For one thing, she was working hard (at age 82) for those suffering in the cotton famine (more about that in an earlier blog) and the celebrations were a distraction:
The outrageous folly of the world about the royal marriage has, I fear, given a great check to what was doing for the cotton sufferers.
She refused to donate toward the celebrations—especially the "fire-works," giving what she could instead to the suffering poor who had no share in the dinner, tea and other doings.

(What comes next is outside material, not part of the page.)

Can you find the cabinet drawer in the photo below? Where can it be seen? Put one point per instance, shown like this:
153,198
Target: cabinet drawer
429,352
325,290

I am just now very much interested in opposing the use of fire-works to celebrate the princely marriage. What, when so many are starving, I say to the Keswickers, will you let the committee lay out, as they talk of, £20 in fire-works? What good do they do? Harm they often do.
She goes on to tell the story of a boy, friend of her brother, who was killed by a fire-work.
When the marriage was actually celebrated with fireworks, Frances was much more interested in the fact that the constellation Orion "shone through and beyond the wedding fireworks."
July 24, 1849
Frances Rolleston had been living in Keswick of the Lakes District for a year. Already she knew the names of all the mountains. Even some long time residents asked her for information. She wrote in this letter that she amused herself by talking to tourists, telling them not only the names of the mountains, but the stories associated with them as well.
One such story was that of the mountaineer Mary Green. Mary at age seventy-seven had never been in a church nor heard the name of Christ except as a curse. But at this advanced age she began to think that she had heard of having a soul. The missionary from Keswick was able to lead her to faith in Christ, and she died soon after, happy.
IN 1859 Frances published a book called Lights and Shadows on the Sunny Side of Skiddaw. It is a guide to the Lakes District, written in verse—one I would like to have. A copy is in the British Library, but want to find one I can buy. I saw one when I was in England in 2002(?), and if I had known how hard it was to find one later, I would have bought it then.